There is a claim concerning an opcode for accelerating screen space partition coverage checks, which the Vega ISA has specifically for 4-engine GPUs.
Vega's supposed fully working path and the patent still have the rasterizer as a final culling point, although there is a vast gap in capability between the two primitive shader concepts.
The whitepaper hints at an architectural ability to shift from using the parameter cache to the L2, in a potentially inflexible way. This raises questions like whether Vega could literally have two paths in parallel, or are parts of them overlapping and repurposed like the path that chooses between the cache types. Could the inability to produce a working implementation, with the compiler-driven model exactly what AMD initially promised, for even the first step at only culling stem from bugs or the difficulties in getting an effective implementation with an architecture that might be awkwardly straddling both sides?
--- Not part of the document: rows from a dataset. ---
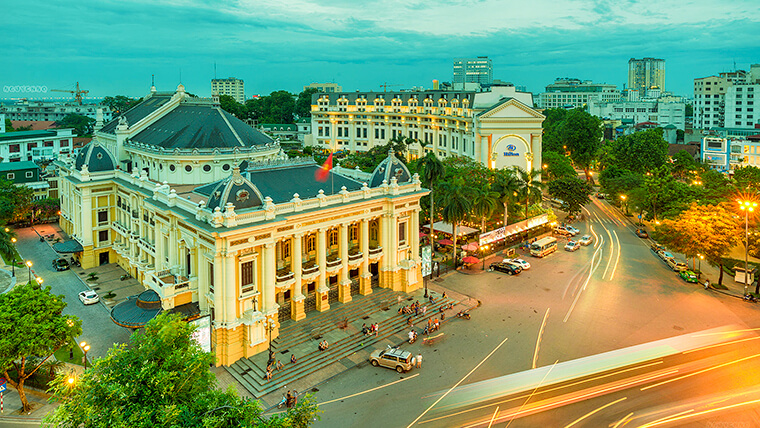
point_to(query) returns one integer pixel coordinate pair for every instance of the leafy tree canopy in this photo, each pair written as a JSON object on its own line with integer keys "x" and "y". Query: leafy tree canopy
{"x": 32, "y": 324}
{"x": 82, "y": 124}
{"x": 161, "y": 380}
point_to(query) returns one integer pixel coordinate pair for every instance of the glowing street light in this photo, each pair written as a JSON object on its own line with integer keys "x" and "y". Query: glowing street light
{"x": 748, "y": 207}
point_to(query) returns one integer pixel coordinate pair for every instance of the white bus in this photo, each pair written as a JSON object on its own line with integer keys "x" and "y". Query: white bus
{"x": 543, "y": 246}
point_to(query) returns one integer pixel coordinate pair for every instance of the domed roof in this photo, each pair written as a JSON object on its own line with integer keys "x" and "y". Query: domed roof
{"x": 96, "y": 157}
{"x": 236, "y": 189}
{"x": 390, "y": 167}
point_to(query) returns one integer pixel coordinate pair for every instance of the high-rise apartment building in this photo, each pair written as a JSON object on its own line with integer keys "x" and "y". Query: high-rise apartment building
{"x": 230, "y": 86}
{"x": 571, "y": 93}
{"x": 646, "y": 73}
{"x": 473, "y": 70}
{"x": 727, "y": 100}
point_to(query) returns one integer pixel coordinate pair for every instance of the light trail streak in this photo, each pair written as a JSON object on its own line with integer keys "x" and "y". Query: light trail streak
{"x": 564, "y": 386}
{"x": 594, "y": 411}
{"x": 721, "y": 344}
{"x": 680, "y": 416}
{"x": 623, "y": 421}
{"x": 700, "y": 372}
{"x": 617, "y": 259}
{"x": 369, "y": 390}
{"x": 458, "y": 383}
{"x": 538, "y": 340}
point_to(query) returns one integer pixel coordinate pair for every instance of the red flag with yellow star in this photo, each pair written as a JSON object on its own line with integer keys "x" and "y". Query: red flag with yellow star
{"x": 322, "y": 173}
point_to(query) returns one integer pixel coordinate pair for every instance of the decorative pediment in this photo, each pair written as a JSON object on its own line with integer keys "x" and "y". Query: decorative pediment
{"x": 510, "y": 108}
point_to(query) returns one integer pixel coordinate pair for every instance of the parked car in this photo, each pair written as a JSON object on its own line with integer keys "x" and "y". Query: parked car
{"x": 89, "y": 297}
{"x": 519, "y": 262}
{"x": 392, "y": 358}
{"x": 60, "y": 264}
{"x": 688, "y": 276}
{"x": 676, "y": 265}
{"x": 506, "y": 267}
There's discussion in the patent about assigning ordering identifiers, and the ISA has a POPS counter mode.
Perhaps one notable change that's hard to tease out externally is the fate of the primitive setup to rasterizer crossbar that the patent claims poses a practical ceiling exactly where GCN has maxed out its shader engines.
Vega, if it implemented the patent, shouldn't need it but is structured like it does. Could it be that the GPU has it anyway for backwards compatibility, or could Vega have emulated the old functionality with the new? There are hints of new culling methods in the Vega ISA that might align with the compaction steps, and the opcode for partition is part of the export process. If it was emulating the old way with new, what would it mean that no one has noticed?
It would seem fully embracing this would give "scalability" for those looking ahead to future GPUs.
The local data store is an odd duck. It acts at some times like the LDS for parts of the process, but there's some cross-unit or global usage that doesn't mesh. This again calls back to that blurb about opting to use the new larger parameter cache or just going for stream out. If it's the memory hierarchy, in some ways I'd question if it's a fair characterization that the patent has abandoned crossbars, since the L2 itself uses a crossbar--which has been under load before and getting more use now that the ROPs use it too (and people are stuck wondering about why the memory subsystem seems like it just can't leverage memory bandwidth as well as they thought it should).
The combined shader stage patent aligns with the GFX9 driver changes for just that type of merge. I'm hazy on whether those are even optional for GFX9.
The touted efficiencies, more compact allocation, fewer intra-stage barriers, and less tracking overhead haven't shown up in comparisons with GFX8, though.
It makes the individual shaders more complex, and there's a bit of driver intervention for adding code to handle a mismatch in vertex wavefront count to later geometry shader ones in order to put excess geometry shader ones to sleep while copying vertex output from one combined shader to another.
The shifting granularities and masking point to a place where it'd be nice if the hardware could handle divergence better, as some other patents that might not be used have brought up. The tradeoffs for both patents on programmable hardware that has only mildly evolved from an era that predates these new use cases might be more complicated versus a GPU that committed fully to the newer concepts.